Coming of age undocumented did not feel so different most of the time. As a small child, I liked cheeseburgers and pizza, played Nintendo, and watched "Muppet Babies." I was an exceptional student. I loved school and my teachers; I felt safest at school when I was with them. Then one day, a law proposed by anti-immigrant organizations in California passed. It was referred to as Proposition 187. It was then that I understood the consequences of my "illegality." That law meant I could no longer attend school because doing so was no longer possible, and my teachers, if they suspected something based on my appearance, could report my "status" to the state and have me and my family deported. The school was no longer my safe heaven and a paper with an eight-digit number meant more than my humanity to my society.

This derisive language was meant to dehumanize and criminalize us.

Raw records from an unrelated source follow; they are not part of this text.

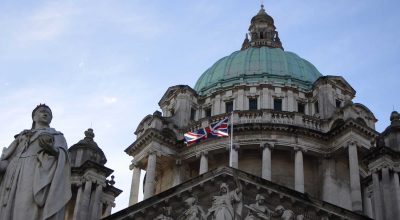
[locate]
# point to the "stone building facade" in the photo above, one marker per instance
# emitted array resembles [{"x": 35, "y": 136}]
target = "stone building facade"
[
  {"x": 93, "y": 195},
  {"x": 299, "y": 141}
]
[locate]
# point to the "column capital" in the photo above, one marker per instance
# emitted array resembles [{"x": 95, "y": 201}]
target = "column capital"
[
  {"x": 236, "y": 147},
  {"x": 351, "y": 143},
  {"x": 133, "y": 165},
  {"x": 151, "y": 152},
  {"x": 268, "y": 145},
  {"x": 202, "y": 153},
  {"x": 297, "y": 148}
]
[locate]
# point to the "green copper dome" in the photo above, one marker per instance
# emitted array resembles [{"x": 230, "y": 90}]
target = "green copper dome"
[{"x": 258, "y": 65}]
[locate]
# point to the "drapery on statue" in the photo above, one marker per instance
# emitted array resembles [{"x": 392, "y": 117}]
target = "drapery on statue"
[
  {"x": 228, "y": 205},
  {"x": 258, "y": 210},
  {"x": 193, "y": 211},
  {"x": 35, "y": 172}
]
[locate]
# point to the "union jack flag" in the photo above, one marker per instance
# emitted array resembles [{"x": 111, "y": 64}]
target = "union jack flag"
[{"x": 217, "y": 129}]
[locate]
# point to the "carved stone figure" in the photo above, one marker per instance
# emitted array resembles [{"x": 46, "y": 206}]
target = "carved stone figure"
[
  {"x": 193, "y": 211},
  {"x": 35, "y": 172},
  {"x": 227, "y": 205},
  {"x": 165, "y": 215},
  {"x": 258, "y": 211},
  {"x": 285, "y": 214}
]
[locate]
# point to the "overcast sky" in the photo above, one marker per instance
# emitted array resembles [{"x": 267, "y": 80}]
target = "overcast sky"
[{"x": 106, "y": 64}]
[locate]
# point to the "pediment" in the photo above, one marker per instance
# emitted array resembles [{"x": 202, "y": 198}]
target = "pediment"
[{"x": 203, "y": 194}]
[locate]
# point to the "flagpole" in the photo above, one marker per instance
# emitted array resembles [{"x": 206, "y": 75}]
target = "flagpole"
[{"x": 231, "y": 147}]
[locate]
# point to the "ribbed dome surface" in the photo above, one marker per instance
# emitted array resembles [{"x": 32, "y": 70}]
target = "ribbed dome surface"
[{"x": 258, "y": 65}]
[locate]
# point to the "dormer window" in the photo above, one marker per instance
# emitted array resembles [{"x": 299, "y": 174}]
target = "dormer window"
[
  {"x": 300, "y": 107},
  {"x": 207, "y": 112},
  {"x": 228, "y": 106},
  {"x": 316, "y": 107},
  {"x": 253, "y": 104},
  {"x": 277, "y": 104},
  {"x": 338, "y": 103},
  {"x": 192, "y": 114}
]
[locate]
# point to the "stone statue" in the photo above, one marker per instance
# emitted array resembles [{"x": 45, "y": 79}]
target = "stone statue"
[
  {"x": 258, "y": 211},
  {"x": 193, "y": 211},
  {"x": 227, "y": 205},
  {"x": 35, "y": 172},
  {"x": 165, "y": 215},
  {"x": 285, "y": 214}
]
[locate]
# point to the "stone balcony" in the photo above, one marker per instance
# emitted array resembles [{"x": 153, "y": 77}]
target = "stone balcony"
[{"x": 263, "y": 116}]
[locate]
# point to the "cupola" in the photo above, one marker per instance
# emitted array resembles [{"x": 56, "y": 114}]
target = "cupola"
[
  {"x": 86, "y": 149},
  {"x": 262, "y": 32}
]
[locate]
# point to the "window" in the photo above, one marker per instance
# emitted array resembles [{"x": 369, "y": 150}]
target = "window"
[
  {"x": 278, "y": 104},
  {"x": 338, "y": 103},
  {"x": 228, "y": 106},
  {"x": 192, "y": 114},
  {"x": 300, "y": 107},
  {"x": 253, "y": 104},
  {"x": 316, "y": 107},
  {"x": 207, "y": 112}
]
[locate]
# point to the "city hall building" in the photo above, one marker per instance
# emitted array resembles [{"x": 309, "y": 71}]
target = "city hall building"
[{"x": 301, "y": 148}]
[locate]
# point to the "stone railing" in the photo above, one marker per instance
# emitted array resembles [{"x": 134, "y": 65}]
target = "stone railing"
[{"x": 263, "y": 116}]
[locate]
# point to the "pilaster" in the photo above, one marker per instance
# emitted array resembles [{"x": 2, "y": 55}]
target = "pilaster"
[
  {"x": 150, "y": 174},
  {"x": 355, "y": 187},
  {"x": 298, "y": 170},
  {"x": 266, "y": 172}
]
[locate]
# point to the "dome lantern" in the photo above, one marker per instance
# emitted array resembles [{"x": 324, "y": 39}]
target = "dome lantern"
[{"x": 262, "y": 32}]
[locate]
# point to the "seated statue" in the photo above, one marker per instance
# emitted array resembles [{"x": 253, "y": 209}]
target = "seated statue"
[
  {"x": 227, "y": 205},
  {"x": 285, "y": 214},
  {"x": 258, "y": 211},
  {"x": 165, "y": 215},
  {"x": 35, "y": 172},
  {"x": 193, "y": 211}
]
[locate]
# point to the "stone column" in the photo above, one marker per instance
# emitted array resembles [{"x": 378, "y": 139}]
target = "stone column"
[
  {"x": 266, "y": 161},
  {"x": 178, "y": 173},
  {"x": 133, "y": 198},
  {"x": 355, "y": 188},
  {"x": 108, "y": 209},
  {"x": 234, "y": 157},
  {"x": 150, "y": 175},
  {"x": 96, "y": 209},
  {"x": 377, "y": 197},
  {"x": 397, "y": 190},
  {"x": 203, "y": 162},
  {"x": 78, "y": 203},
  {"x": 298, "y": 170},
  {"x": 329, "y": 188},
  {"x": 86, "y": 200},
  {"x": 387, "y": 193}
]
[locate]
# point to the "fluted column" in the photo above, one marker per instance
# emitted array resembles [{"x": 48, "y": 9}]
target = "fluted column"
[
  {"x": 397, "y": 190},
  {"x": 178, "y": 173},
  {"x": 266, "y": 161},
  {"x": 133, "y": 198},
  {"x": 387, "y": 194},
  {"x": 95, "y": 215},
  {"x": 108, "y": 209},
  {"x": 234, "y": 157},
  {"x": 86, "y": 200},
  {"x": 203, "y": 162},
  {"x": 78, "y": 203},
  {"x": 377, "y": 197},
  {"x": 355, "y": 187},
  {"x": 150, "y": 175},
  {"x": 298, "y": 170}
]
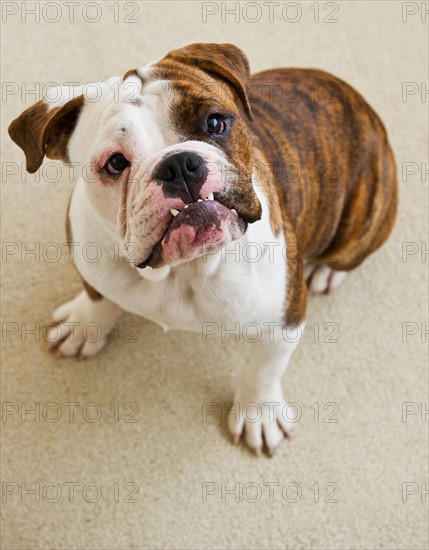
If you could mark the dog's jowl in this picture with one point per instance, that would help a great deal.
(189, 163)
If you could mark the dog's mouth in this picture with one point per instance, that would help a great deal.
(193, 230)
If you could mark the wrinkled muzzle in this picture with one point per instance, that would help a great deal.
(186, 205)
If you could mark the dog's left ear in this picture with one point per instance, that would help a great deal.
(43, 129)
(224, 61)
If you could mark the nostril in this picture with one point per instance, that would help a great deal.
(193, 162)
(166, 172)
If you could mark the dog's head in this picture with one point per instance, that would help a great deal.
(165, 151)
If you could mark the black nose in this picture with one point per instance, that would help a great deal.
(182, 175)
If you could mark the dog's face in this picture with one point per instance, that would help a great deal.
(164, 151)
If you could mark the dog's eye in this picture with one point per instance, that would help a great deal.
(216, 124)
(116, 164)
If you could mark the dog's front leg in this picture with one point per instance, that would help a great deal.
(260, 412)
(81, 327)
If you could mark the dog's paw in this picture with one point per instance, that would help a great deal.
(322, 279)
(80, 328)
(261, 419)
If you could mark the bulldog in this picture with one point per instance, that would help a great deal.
(218, 199)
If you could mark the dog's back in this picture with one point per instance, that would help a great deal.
(331, 162)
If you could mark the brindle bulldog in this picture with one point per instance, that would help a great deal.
(217, 199)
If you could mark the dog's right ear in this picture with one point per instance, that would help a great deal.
(45, 129)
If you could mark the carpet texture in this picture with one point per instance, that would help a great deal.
(355, 474)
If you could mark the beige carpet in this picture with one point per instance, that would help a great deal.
(170, 453)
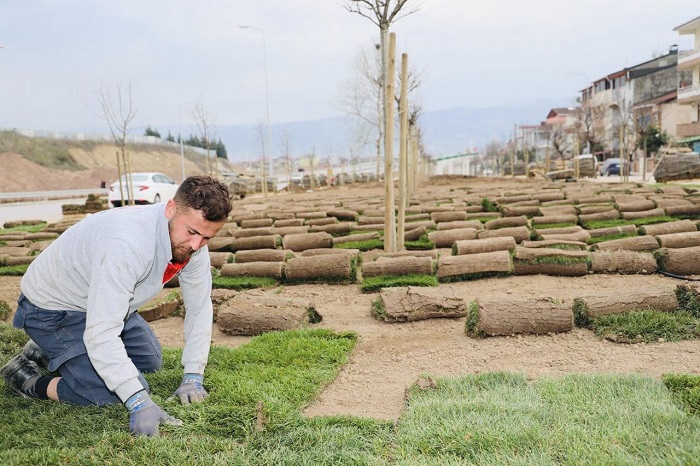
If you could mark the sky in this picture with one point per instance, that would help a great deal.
(57, 54)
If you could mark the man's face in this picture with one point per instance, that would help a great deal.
(189, 231)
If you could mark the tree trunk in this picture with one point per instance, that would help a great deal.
(515, 316)
(398, 266)
(418, 303)
(257, 314)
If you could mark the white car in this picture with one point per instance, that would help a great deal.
(149, 188)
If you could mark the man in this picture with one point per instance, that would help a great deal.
(80, 298)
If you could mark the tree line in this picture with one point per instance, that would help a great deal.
(193, 140)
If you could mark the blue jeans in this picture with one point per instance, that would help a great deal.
(60, 335)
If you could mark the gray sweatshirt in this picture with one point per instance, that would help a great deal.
(110, 264)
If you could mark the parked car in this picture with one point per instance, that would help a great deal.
(149, 188)
(603, 166)
(613, 169)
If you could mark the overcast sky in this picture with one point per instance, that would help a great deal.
(58, 53)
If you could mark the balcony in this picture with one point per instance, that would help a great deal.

That was always the point because as "illegals'' we were no longer children.

"Ni de Aqui, ni de alla," I am not from here and I am no longer from there. I don't belong in this society, and there is no place for me. That was the message. This derisive language was meant to dehumanize and criminalize us. That was always the point because as "illegals'' we were no longer children. As criminals, we became unworthy of the human dignity that is our birthright, and therefore our lives as we knew it did not matter. This tactic is nothing new in the racist playbook. It's a classic "othering" and disassociation of our humanity, so that it is justifiable when you put us in cages, separate us from our families, and rip us from our mother's breast. Under this classification, we are not children, we are not human; we are simply "illegals" and, under an unjust law, we are now forced to pay consequences as criminals.

The more thoughtful "undocumented" is preferable to "illegal" because after all, no human being is "illegal."

That is what is in the power of this word. A world of pain in one word. A system of marginalization in one word. How often we tend to take this word for granted when speaking of a human being. If you take anything from my story it's that words have power. Words have the power to inflame and create hate. Words can help justify inhumane laws and ideologies. Americans that see themselves as descendants of immigrants should remind themselves where they came from and think through the greatness of where we can all go together united in our shared immigrant experience, which is ultimately the American experience. When people ask me why I do equity and inclusion work, I know it's because I carry a wound so deep caused by the carelessness of a word leveraged to hurt people like me. The more thoughtful "undocumented" is preferable to "illegal" because after all, no human being is "illegal." Our humanity entitles all of us to be worthy of recognition and respect.